To improve signal to noise ratio and avoid autofluorescence, we amplified CB₁ immunoreactivity using Tyramide Signal Amplification System (TSA Plus Cyanine 3 System #NEL744001KT, Perkin Elmer, USA). Free floating vibratome sections (40 μm) were rinsed on 0.1 M phosphate-buffered saline containing 0.5% bovine serum albumin +0.3% Triton X-100. Endogenous peroxidase inhibition and antigen demasking were performed as described⁹. Sections were then blocked with TSA Blocking Solution (45′) and incubated for 2 days with primary antibodies diluted in rinse solution +10% Normal Donkey Serum: guinea pig anti-CB₁ (1:2000, #CB1-GP-Af530-1, FSI, Japan), rabbit anti-GFAP (1:2000, #Z0334, DAKO, Spain) and mouse anti-Vimentin (1:300, #M0725, DAKO, Spain). Immunoreactivity was visualized by incubating sections with Alexa 488-, Alexa 555- and Alexa 633- secondary antibodies (1:1000, Invitrogen, Spain) or horseradish peroxidase donkey anti-guinea pig antibody (1:300, Jackson Immunoresearch, UK) followed by Tyramide-Cy3 diluted in TSA Amplification Buffer (1:50). Samples were analyzed with a LEICA SP5 confocal microscope. We ruled out the interference of nonspecific staining by omitting primary antibodies. We set the confocal parameters at a point where no signal was observed in these primary antibody controls and those settings were used for all the image acquisitions (Supplementary Figure 1A–F). Furthermore, as discussed in several reports, there is a variety of antibodies against CB₁ receptor and some of them may show non-specific staining^21,22,23. The specificity of CB₁ antibody used for this report has been extensively validated by other laboratories and ourselves in previous works^6,24,25. We show here an additional validation in the Supplementary Figure 1 by using immunohistochemistry and TSA amplification on wild type (C57BL/6N) and CB₁ knockout mice tissue (kindly donated by Dr. Galve-Roperh²⁶). Using restrictive confocal parameters (as we did for humans), we got rid out of autofluorescence, background staining and most of the non-specific staining observed in the knockout mice that, in these conditions, is limited to a dim intracellular neuronal staining, largely different from that observed in the wild type mice (Supplementary Figure 1L-Q). All post-capture image modifications were identically performed for controls, including cropping, noise reduction and minor adjustments to optimize contrast and brightness.

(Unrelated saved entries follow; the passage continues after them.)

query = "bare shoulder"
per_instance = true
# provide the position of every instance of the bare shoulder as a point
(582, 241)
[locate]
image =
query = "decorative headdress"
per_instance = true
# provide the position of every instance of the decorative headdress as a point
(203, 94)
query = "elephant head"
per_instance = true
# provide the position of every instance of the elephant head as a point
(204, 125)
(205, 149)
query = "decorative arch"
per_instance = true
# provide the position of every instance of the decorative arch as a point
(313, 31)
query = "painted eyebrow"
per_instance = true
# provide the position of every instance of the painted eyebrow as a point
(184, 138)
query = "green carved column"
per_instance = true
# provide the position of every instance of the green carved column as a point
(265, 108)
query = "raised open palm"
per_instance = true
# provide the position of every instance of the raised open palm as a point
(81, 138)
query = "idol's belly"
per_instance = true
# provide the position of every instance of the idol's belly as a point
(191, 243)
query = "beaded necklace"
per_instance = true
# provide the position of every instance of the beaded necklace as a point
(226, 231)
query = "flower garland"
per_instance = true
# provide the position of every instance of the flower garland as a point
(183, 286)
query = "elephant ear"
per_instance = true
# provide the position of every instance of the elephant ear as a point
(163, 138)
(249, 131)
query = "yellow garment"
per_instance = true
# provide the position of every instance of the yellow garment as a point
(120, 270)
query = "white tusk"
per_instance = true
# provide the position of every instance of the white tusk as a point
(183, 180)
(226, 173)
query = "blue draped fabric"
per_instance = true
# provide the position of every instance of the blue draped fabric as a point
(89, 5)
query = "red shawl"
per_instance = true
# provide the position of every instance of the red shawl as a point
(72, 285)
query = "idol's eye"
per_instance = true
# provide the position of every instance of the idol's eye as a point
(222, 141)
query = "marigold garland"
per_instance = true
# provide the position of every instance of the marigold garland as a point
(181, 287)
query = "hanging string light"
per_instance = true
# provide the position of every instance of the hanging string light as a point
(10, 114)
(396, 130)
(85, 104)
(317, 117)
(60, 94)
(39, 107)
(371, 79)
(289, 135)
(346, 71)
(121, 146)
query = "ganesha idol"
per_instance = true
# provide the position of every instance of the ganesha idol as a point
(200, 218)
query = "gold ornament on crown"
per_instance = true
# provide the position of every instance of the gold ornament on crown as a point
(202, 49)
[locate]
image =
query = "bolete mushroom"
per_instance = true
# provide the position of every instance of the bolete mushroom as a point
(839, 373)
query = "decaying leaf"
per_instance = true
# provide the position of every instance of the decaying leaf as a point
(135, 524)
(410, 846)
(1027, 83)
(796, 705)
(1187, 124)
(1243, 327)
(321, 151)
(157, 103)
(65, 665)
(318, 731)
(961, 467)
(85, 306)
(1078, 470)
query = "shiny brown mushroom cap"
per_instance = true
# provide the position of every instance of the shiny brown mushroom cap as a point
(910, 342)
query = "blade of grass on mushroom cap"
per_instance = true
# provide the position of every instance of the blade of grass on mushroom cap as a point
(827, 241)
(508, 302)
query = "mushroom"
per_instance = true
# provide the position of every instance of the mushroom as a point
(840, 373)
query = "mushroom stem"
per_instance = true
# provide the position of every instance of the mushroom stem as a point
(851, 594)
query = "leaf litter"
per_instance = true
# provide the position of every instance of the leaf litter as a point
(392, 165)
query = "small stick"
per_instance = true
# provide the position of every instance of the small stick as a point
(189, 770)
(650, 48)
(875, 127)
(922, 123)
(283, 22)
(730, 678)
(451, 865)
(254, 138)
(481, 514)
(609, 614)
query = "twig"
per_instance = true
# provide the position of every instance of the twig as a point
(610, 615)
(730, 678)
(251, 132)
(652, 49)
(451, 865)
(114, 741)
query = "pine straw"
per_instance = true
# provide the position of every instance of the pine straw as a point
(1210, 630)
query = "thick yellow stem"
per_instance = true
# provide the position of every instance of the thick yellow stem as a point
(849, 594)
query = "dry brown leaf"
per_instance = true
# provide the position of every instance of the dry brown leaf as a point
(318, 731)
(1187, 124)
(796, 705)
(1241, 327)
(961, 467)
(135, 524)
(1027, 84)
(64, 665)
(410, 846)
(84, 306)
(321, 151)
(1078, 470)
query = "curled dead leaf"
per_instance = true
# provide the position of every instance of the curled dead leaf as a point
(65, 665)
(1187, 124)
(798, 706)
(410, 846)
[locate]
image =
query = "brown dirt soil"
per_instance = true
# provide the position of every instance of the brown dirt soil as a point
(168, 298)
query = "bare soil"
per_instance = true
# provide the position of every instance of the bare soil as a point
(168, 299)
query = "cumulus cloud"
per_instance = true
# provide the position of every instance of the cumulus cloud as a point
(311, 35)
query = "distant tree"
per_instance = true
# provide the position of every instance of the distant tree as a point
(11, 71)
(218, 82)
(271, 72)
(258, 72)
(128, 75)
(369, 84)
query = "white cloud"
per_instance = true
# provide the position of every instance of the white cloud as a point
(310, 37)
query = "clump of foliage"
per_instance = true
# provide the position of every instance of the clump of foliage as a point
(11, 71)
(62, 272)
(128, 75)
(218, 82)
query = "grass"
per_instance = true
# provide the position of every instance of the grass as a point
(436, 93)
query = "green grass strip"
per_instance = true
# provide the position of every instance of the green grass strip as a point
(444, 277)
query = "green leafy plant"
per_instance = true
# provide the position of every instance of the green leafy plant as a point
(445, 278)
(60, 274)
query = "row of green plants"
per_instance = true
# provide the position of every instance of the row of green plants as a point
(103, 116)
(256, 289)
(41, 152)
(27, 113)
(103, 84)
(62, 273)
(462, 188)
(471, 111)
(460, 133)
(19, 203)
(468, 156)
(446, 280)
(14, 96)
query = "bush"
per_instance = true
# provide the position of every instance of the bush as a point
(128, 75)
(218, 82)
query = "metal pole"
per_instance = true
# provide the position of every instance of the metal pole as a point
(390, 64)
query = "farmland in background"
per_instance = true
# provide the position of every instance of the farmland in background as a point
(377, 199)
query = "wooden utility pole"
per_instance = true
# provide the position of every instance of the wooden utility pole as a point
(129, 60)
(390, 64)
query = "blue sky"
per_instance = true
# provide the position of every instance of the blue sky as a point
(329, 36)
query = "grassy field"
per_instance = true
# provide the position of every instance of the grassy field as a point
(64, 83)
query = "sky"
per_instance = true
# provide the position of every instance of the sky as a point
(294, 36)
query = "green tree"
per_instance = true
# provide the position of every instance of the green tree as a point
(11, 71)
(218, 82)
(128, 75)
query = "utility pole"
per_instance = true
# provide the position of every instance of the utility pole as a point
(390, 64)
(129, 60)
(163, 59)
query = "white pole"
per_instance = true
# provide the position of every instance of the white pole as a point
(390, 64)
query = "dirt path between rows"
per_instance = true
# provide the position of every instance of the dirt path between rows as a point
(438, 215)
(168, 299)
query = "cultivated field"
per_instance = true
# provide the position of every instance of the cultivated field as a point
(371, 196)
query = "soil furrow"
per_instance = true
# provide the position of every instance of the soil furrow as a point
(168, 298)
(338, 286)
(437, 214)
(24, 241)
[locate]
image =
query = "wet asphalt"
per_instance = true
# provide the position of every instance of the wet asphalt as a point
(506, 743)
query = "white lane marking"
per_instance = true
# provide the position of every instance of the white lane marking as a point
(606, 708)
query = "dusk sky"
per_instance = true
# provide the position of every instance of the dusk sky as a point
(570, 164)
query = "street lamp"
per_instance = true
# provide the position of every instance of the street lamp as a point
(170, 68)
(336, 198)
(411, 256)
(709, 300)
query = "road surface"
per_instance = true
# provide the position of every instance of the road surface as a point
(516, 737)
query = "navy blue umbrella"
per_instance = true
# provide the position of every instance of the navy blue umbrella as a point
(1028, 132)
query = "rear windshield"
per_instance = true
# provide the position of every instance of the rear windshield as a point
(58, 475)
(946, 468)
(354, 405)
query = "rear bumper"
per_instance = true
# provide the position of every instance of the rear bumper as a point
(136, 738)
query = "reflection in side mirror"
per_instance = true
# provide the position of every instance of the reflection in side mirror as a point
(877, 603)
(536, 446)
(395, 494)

To quantitatively support CB₁ enrichment in the astrocytic area, we calculated the fraction of CB₁ found in GFAP⁺ vs GFAP⁻ areas on confocal planes (image size 190 μm × 190 μm) using Fiji (http://pacific.mpi-cbg.de). For this, we outlined GFAP borders using manual Threshold with Otsu Filter and used this ROI on the CB₁ image corresponding to the same confocal plane. We measured CB₁⁺ Area inside and outside the selection (GFAP⁺ and GFAP⁻ areas, respectively) and expressed them as % of total CB₁ staining (Fig. 1K). We used Student T-test for statistical comparisons.